搜索算法

二分搜索
类别	搜索算法
数据结构	数组
最坏情况性能	O(log n)
最佳情况性能	O(1)
平均情况性能	O(log n)
最坏情况空间复杂度	O(1)

试卷 1 - ⇑ 算法基础 ⇑
← 逆波兰	搜索算法	排序算法 →

搜索算法在给定数据结构中查找给定项。使用的算法取决于数据的结构方式。

线性搜索

如果你有一个未排序的列表（或数组），那么最简单的搜索算法是线性搜索：逐项遍历列表，并与搜索项进行比较。如果比较成功，则算法已找到该项。如果所有比较都失败，则该项不存在于数组或列表中。

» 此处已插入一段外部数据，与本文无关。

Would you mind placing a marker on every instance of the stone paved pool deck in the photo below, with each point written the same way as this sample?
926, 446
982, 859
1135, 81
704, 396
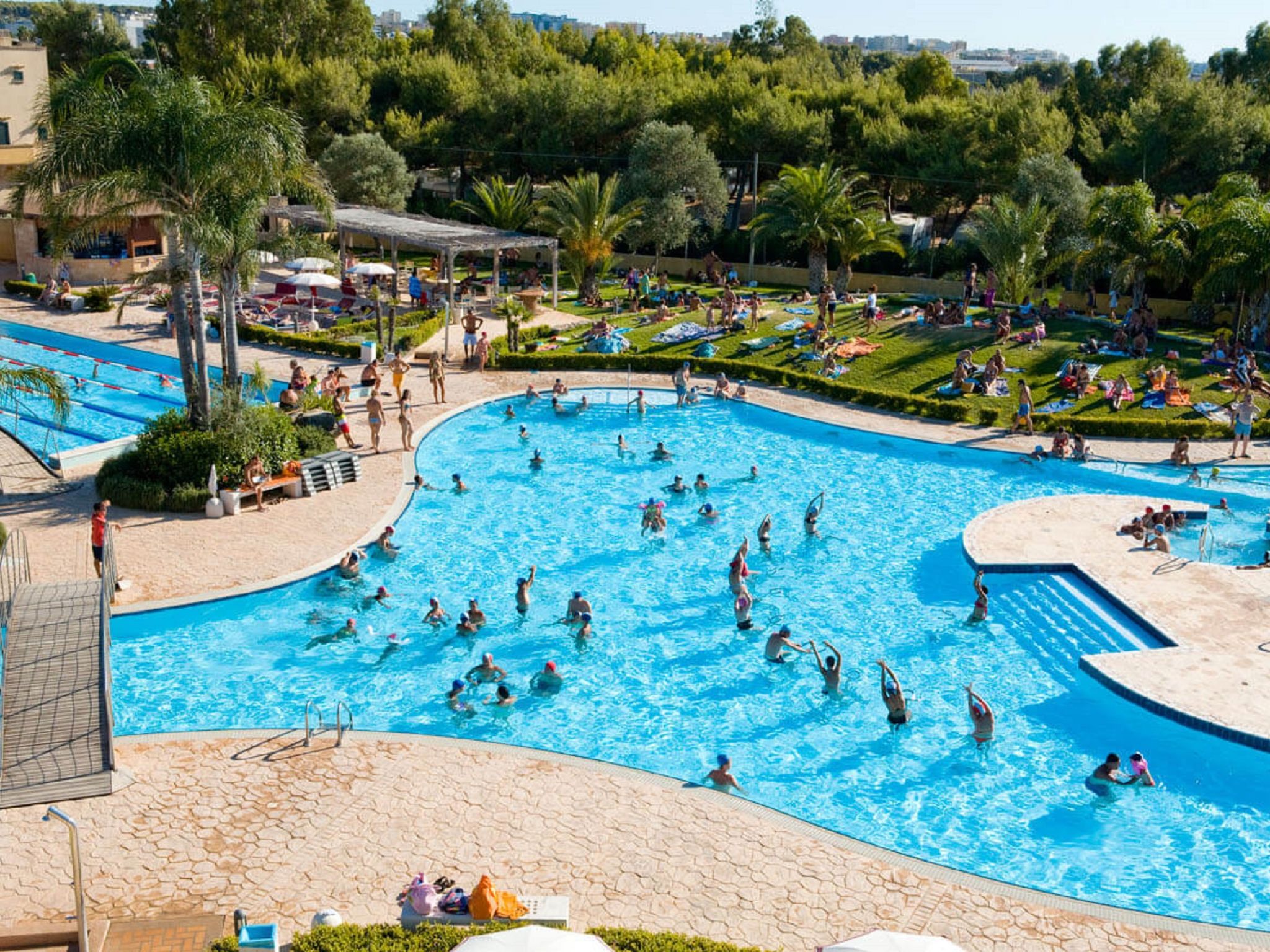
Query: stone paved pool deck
221, 822
211, 826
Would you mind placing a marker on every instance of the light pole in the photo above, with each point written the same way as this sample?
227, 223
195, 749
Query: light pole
76, 871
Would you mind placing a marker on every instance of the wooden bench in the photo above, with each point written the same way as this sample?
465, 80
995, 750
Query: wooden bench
544, 910
233, 498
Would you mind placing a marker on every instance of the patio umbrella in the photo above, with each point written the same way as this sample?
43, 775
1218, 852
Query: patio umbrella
309, 265
313, 281
533, 938
883, 941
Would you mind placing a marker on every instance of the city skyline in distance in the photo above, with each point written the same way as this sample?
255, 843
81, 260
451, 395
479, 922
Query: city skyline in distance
1077, 29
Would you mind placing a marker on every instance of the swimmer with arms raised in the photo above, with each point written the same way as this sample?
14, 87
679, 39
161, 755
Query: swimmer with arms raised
981, 716
831, 668
522, 589
776, 644
893, 696
722, 775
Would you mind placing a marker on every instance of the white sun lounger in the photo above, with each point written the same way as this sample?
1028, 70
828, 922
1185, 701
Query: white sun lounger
544, 910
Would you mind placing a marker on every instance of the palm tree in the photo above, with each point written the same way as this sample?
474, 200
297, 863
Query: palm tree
866, 235
166, 140
584, 214
812, 207
1014, 239
1133, 242
500, 205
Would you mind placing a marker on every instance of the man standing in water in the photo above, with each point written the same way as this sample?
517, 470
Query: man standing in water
522, 591
893, 696
682, 377
981, 716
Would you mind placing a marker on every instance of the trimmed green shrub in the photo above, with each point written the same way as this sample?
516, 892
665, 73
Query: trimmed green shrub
187, 498
133, 493
30, 288
314, 441
98, 298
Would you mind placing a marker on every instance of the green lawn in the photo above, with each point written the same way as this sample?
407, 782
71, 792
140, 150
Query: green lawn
916, 361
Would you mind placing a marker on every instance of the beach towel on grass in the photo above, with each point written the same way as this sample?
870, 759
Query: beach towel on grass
856, 347
680, 333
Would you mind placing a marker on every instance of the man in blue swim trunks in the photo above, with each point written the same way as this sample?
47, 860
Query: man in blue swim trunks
681, 379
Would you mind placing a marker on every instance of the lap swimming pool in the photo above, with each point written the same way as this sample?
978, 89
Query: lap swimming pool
668, 681
115, 390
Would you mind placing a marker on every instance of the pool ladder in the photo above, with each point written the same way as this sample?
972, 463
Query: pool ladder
340, 710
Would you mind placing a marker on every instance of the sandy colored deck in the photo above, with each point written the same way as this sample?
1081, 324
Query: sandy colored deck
1220, 617
215, 823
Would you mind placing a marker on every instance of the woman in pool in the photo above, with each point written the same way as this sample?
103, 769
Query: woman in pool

在最简单的变体中，算法返回一个布尔值以指示成功或失败。以下是伪代码

for each item in the list:
    if that item has the desired value then
        stop the search and return true
return false

可以直接翻译成 Python

def exists(soughtItem, aList):
  """Return True if and only if soughtItem occurs in aList."""
  for item in aList:
    if item == soughtItem:
      return True
  return False

# automatic tests
assert exists(2, [2, 1, 3]) # sought item in first position
assert exists(3, [2, 1, 3]) # sought item in last position
assert not exists(3, []) # list is empty
assert not exists(0, [2, 1, 3]) # sought item doesn't exist

第二个变体返回列表中该项的位置（如果存在）。如果不存在，则算法返回一个不可能的位置，例如 -1。以下是伪代码

For each position in the list:
    If the item at that position has the desired value then
        stop the search and return the position
Return -1

以下是 Python 代码

def index(soughtItem, aList):
  """Return the position of soughtItem in aList if it exists, otherwise return -1."""
  for position in range(len(aList)):
    if aList[position] == soughtItem:
      return position
  return -1

# automatic tests
assert position(2, [2, 1, 3]) == 0 # sought item in first position
assert position(3, [2, 1, 3]) == 2 # sought item in last position
assert position(3, []) == -1 # list is empty
assert position(0, [2, 1, 3]) == -1 # sought item doesn't exist

以下完整的 VB 程序会提示用户输入一个字母，并在数组中搜索它。

dim items() = {"h","g","a","d","w","n","o","q","l","b","c"}
dim searchItem as string

console.write("What are you searching for: ")
searchItem = console.readline()

For x = 0 to 10
  If items(x) = searchItem Then
    console.writeline("Found item " & searchItem & " at position " & x)
    Exit For
  End If
Next
console.writeline(-1)

尝试上述代码，搜索字母“w”，然后搜索字母“z”。

代码输出

你要搜索什么：w
在位置 4 找到项 w

代码输出

你要搜索什么：z
-1

练习：线性搜索

考虑字符串列表“Cat”、“Mouse”、“Frog”、“Lion”、“Panda”、“Llama”、“Bee”，按此顺序排列。找到“Panda”需要多少次比较？

答案

5

而搜索“Camel”需要多少次比较？

答案

需要 7 次比较才能得出该字符串不在列表中的结论。

为上述代码制作一个跟踪表，其中 searchItem = "d"。

答案

searchItem	x	输出	item
searchItem	x	输出	0	1	2	3	4	5	6	7	8	9	10
d	0		h	g	a	d	w	n	o	q	l	b	c
	1
	2
	3	在位置 3 找到项 d

对于一个包含 $n$ 个项目的列表，要查看项目是否存在，需要进行的最大比较次数是多少？

答案

如果项目位于最后一个位置或根本不在列表中，则需要进行 $n$ 次比较。

二分搜索

正如最后一个问题所指出的，线性搜索可能需要与列表中项目数量一样多的比较次数，因此在一个包含数百万个名称的列表（例如一个国家的选民登记册）中搜索一个名字可能会花费很长时间。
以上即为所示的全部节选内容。